Otherwise, if the local cluster is the home cluster and the block is in the uncached or shared state in the directory, then memory supplies the data and other local caches transistion to the invalid state. If the block is in the shared state in the directory, then the directory must also send out invalidation requests to the remote clusters that are in the sharing vector and transition the block to the uncached state in the directory. However, if the block is in the dirty state in the directory, the bus request is denied, prompting a retry. Meanwhile, the request is forwarded to the owning cluster. The owner flushes and transitions to the invalid state. The directory transitions the block to the uncached state.

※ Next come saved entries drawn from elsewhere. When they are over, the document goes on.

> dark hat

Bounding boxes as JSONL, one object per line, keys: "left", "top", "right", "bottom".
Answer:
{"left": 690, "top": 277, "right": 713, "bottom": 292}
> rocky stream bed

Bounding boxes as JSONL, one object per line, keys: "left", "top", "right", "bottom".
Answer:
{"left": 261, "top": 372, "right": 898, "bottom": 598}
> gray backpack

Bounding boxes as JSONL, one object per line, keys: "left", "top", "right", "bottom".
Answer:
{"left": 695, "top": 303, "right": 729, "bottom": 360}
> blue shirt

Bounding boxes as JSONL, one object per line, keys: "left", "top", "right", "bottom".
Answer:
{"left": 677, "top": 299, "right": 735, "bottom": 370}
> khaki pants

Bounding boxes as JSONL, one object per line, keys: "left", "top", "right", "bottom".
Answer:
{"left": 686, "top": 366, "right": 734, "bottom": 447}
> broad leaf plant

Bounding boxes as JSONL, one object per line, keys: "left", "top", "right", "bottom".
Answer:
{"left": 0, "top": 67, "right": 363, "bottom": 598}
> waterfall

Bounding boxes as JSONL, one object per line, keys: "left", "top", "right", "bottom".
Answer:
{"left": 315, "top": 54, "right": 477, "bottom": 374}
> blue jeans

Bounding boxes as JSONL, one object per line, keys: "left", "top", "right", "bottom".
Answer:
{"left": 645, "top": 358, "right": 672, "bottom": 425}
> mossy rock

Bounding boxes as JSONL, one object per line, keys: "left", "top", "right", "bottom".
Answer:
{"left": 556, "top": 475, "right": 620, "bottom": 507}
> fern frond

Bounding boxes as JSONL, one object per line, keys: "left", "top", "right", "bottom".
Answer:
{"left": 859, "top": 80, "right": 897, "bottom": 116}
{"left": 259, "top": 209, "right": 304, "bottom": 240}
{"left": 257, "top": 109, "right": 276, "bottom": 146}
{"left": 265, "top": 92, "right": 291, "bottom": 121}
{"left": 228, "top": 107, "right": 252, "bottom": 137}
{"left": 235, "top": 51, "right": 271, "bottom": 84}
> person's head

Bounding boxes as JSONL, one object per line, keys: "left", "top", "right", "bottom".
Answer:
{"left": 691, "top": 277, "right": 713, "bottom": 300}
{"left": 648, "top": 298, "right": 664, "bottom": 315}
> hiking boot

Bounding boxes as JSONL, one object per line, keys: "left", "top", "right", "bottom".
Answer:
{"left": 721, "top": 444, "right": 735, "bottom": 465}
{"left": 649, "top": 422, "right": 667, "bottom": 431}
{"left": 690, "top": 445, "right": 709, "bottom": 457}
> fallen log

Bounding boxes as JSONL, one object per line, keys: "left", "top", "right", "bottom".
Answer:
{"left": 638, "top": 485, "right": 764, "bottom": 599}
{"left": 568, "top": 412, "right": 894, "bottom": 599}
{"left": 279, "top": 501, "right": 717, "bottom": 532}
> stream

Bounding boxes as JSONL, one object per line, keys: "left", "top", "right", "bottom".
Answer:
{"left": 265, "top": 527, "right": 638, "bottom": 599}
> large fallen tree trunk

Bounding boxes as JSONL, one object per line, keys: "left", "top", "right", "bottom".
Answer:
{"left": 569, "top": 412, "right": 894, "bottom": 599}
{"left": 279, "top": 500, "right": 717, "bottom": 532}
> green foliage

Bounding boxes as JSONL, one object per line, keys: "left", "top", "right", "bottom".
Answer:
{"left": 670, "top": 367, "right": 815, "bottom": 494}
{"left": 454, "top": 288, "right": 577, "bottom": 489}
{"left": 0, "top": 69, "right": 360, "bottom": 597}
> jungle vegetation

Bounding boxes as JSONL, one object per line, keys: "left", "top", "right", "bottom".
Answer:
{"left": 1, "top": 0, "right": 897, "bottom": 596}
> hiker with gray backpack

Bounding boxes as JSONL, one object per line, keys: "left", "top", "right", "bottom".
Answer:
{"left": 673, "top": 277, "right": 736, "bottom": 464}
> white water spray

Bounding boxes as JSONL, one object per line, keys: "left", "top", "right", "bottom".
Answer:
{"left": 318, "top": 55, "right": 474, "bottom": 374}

Otherwise, if the local cluster is not the home cluster, the bus request is denied, prompting a retry. Meanwhile, the request is forwarded to the home cluster. If the block is in the uncached or shared state in the directory, the home cluster will send the data to the requestor's RAC and the directory transitions to the dirty state. If the block is in the shared state in the directory, the directory must also send invalidation requests to the sharing clusters. However, if the block is in the dirty state in the directory, the request is forwarded to the owning cluster. The owner sends the dirty block to the RAC of the requestor and an acknowledgement to home and transitions to the invalid state.
References
- Daniel Lenoski, James Laudon, Kourosh Gharachorloo, Anoop Gupta, and John Hennessy (1990). "The directory-based cache coherence protocol for the DASH multiprocessor." In Proceedings of the 17th Annual International Symposium on Computer Architecture.